Selon elle, la bourse lui permettrait de ne payer qu'environ 1 000 francs par mois et par enfant. Au 17 février, Félicitée préparera des "lunch box" pour ses enfants, qui seront récupérés par un membre de sa famille sur le temps du midi. L'autre option qu'elle a étudiée, à contrecœur : les scolariser à Ponérihouen, chez sa sœur en province Nord, où les frais sont beaucoup moins élevés.
L'option du privé
S'organiser en famille n'est pas donné à tout le monde. Alors, d'autres ont choisi la solution des centres périscolaires. Certains proposent en effet un service de repas pour le déjeuner. La structure privée de Vincent Willay est située à la Vallée-des-Colons, à Nouméa, depuis huit ans. Cette année, il a reçu bien plus de demandes qu’auparavant et a ajouté huit places supplémentaires. "On travaillait avec l’école Candide-Koch et Les Capucines et cette année, on a ajouté trois écoles supplémentaires car on a eu de nombreuses demandes venant d'autres établissements", explique Vincent Willay.
Le principe : récupérer les enfants à l’école, leur fournir un repas puis les ramener en classe pour l’après-midi. Une solution alternative de plus en plus choisie par les familles car si l'enfant consomme uniquement sa "lunch box" au centre périscolaire, le prix est de 12 000 francs chaque mois; soit un forfait moins cher six mois sur onze pour 2025.
En revanche, faire appel à une structure privée peut aussi avoir un coût plus élevé que la cantine de l'école publique, si les parents choisissent l'option du service de gamelle du centre. Quand on y regarde de plus près, la différence n'est pas si importante mais tout dépend des mois de l'année, car la cantine se paye au nombre de jours d'école à Nouméa.
Si l’enfant décide de prendre le service de gamelle fourni par le centre périscolaire de la Vallée-des-Colons, il y a la base forfaitaire de 12 000 francs incluant le transport puis il faut ajouter 650 francs par repas. En mars par exemple, la cantine de l’école est 3 100 francs moins chère que le centre. En avril, en revanche, c'est presque le double dans le privé.

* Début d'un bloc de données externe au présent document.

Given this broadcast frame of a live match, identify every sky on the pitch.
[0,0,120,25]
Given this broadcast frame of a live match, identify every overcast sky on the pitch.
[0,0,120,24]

Beaucoup moins d'inscriptions
Tarifs trop élevés, budget en berne, conviction personnelle... Quelles que soient les raisons de ne pas inscrire ses enfants à la cantine, les chiffres montrent que toutes les communes ont perdu des demi-pensionnaires, comparé à la rentrée 2024, à l'exception de Païta.
À Nouméa, à la date du 10 février, il y a 2 781 élèves en moins inscrits par rapport à 2024. Au Mont-Dore, ils étaient 1 822; ils ne sont désormais que 1 618, soit environ 200 enfants en moins.
À Dumbéa, il y a 24 % d'effectifs en moins par rapport à 2024. Mais selon Pierre Mestre, responsable de la caisse des écoles, cette diminution trouve aussi son origine dans la volonté de sanctionner les mauvais payeurs de l'année passée.